Shape* newCube = new Cube();
newCube->Draw(); 

My question is, why is it the Shape's responsibility to draw itself? Shouldn't it be the responsibility of a renderer class to know how to draw a shape and instead provide the shape to the renderer? What if we wanted to record changes in dimensions? Etc? Would we have a method for each of these different tasks inside of Shape?

Seeing numerous examples like these sometimes make me wonder about my ability to assign responsibilities to classes. Is there something I'm not understanding about classes only having one responsibility?


Solution

  • A Shape should have no knowledge about how it's drawn. The larger the project being designed, the more critical this decision is.

    For me, it all boils down to circular dependencies which, in all but the edgiest of cases, causes nothing but headaches.

    A basic tenet of Model View Controller is that the things that you do (the verbs, or "view") are clearly separated from the things (the nouns, or "controller") that are being manipulated or analyzed: Separation of presentation and logic. The "model" is the middle man.

    It's also the single responsibility principle: "...every class should have a single responsibility, and that responsibility should be entirely encapsulated by the class"

    The reason behind it is this: A circular dependency means that any change to anything, affects everything.

    Another (edited-for-brevity) quote from the single responsibility principle: "A class or module should have one, and only one, reason to change. The single responsibility principle says that substantive and cosmetic aspects of a problem are really two separate responsibilities, and should therefore be in separate classes or modules. It would be a bad design to couple two things that change for different reasons at different times." (emphasis mine)

    Finally, the concept of separation of concerns: "The goal is to design systems so that functions can be optimized independently of other functions, so that failure of one function does not cause other functions to fail, and in general to make it easier to understand, design and manage complex interdependent systems." (emphasis mine)


    This is not just a programming-design issue.

    Consider the development of a website, where the "content" team has to place their words and formatting and colors and pictures, very gently around some scripting (as created by the "development" team), just so, or everything breaks. The content team wishes to see no scripting at all--they don't want to have to learn how to program, just so they can change some words or tweak an image.
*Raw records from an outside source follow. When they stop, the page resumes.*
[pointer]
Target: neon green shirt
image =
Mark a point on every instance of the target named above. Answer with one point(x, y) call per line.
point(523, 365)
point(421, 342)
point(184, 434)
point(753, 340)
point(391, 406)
And the development team doesn't want to have to worry that every minor visual change, made by people who don't know how to code, has the potential to break their stuff.

    I think about this concept every day when working on my own projects. When two source files import each other, a change in either one requires that both be re-compiled--and at the same time. With larger projects, this could mean a trivial change requires the re-compilation of hundreds or thousands of classes. In the three major projects I'm currently involved in, in which there are about a thousand different source-code files, there is exactly one circular dependency of this kind.

    Whether teams in a buisiness, source-code files, or designing programming objects, circular dependencies is something I recommend avoiding unless absolutely necessary.


    So, at least, I would not put the draw function in Shape. Although very dependant on the type and size of the project being designed, the rendering could be done by a RenderingUtils class, containing nothing but public static functions that do the bulk of the work.

    Were the project a moderately large one, I would go further and create a Renderable interface as the model layer. A Shape implements Renderable, and would therefore not know or care how it's drawn. And whatever does the drawing needs to know nothing about a Shape.

    This gives you the flexibility to completely change how the rendering is done, without affecting (or having to recompile!) Shapes, and it also allows you to render something wildly different from a Shape, without having to change the drawing code.